Michael Seemann – Digitalexperte und Philosoph, Kulturwissenschaftler und Publizist. Seine These: Durch den digitalen Wandel verändern zentrale Kategorien des Kapitalismus radikal ihren Sinn. Wenn Uber kein einziges Fahrzeug braucht, um den Transportmarkt auf den Kopf zustellen, oder AirBnB keine einzige Immobilie, um weltweit Unterkünfte anzubieten, wie ändern sich dann die Spielregeln? Braucht ein Wirtschaftssystem, dem Kapital, Eigentum, Profit, Konkurrenz oder Arbeitskraft nichts mehr bedeuten, morgen noch Geld? Der Kapitalismus steckt nach Seemanns Diagnose in einer tiefen Identitätskrise. Selbst wenn er überlebt, wird er kaum wiederzukennen sein.
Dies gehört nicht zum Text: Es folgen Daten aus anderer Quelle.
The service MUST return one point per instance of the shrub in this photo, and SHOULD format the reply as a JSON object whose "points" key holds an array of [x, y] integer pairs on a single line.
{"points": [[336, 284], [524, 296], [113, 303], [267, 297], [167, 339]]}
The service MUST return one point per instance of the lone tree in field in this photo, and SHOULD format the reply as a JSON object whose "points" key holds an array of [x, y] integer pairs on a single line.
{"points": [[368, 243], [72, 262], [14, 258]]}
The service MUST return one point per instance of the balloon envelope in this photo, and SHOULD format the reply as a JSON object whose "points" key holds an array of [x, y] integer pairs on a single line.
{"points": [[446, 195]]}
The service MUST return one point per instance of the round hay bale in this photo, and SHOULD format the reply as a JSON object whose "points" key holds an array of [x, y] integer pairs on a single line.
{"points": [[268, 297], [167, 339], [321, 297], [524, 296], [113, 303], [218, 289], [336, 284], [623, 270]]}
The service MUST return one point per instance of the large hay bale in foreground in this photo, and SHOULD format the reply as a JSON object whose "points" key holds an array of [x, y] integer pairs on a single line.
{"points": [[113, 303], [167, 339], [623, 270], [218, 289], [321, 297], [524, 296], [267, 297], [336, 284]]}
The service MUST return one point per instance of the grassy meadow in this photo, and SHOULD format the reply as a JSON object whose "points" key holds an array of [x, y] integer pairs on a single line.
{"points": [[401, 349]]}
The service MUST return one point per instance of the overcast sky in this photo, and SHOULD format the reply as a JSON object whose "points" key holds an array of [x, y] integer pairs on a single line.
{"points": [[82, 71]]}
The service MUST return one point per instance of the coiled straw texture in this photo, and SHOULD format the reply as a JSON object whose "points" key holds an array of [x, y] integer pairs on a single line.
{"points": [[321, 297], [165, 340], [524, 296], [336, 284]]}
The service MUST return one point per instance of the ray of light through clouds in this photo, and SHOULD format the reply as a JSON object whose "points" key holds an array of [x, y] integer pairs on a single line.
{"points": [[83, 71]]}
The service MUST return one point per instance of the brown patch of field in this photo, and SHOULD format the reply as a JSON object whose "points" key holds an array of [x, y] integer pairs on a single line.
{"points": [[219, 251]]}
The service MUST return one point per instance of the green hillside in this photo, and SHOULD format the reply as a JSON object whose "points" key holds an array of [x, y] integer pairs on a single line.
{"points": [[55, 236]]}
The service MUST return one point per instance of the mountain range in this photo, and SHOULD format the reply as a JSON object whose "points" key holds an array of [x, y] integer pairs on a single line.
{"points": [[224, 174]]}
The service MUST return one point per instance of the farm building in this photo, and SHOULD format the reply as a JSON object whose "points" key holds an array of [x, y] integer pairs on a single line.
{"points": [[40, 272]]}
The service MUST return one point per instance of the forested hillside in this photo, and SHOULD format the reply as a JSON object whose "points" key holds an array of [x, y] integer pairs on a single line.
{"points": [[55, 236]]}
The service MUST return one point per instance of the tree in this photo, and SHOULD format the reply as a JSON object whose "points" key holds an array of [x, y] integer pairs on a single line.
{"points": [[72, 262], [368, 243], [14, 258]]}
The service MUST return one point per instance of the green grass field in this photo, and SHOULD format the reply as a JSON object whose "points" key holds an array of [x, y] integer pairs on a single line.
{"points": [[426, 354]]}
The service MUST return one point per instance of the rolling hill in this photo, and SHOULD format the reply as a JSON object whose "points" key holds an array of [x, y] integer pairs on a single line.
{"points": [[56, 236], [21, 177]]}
Christoph Biermann - Der Sportjournalist und Buchautor schreibt seit über dreißig Jahren über Fußball. Bei der taz, der Süddeutschen Zeitung und dem Spiegel (u. a.) schrieb er nicht nur über die Spiele, sondern auch über Fußballfans und Fußballtaktik. Er ist Chefredakteur des Fußballmagazins „11 Freunde“ und schreibt regelmäßig Bücher über sein Lieblingsthema. Big Data hat auch den Fußball erreicht. Zweikämpfe, Pässe, Laufverhalten: Alles ist messbar, analysierbar und optimierbar – dank der Daten. Macht das den Sport langweilig und berechenbar? Im Gespräch mit Caro Matzko erläutert er, warum Fußball helfen kann, die positiven wie negativen Folgen der Datennutzung kennenzulernen.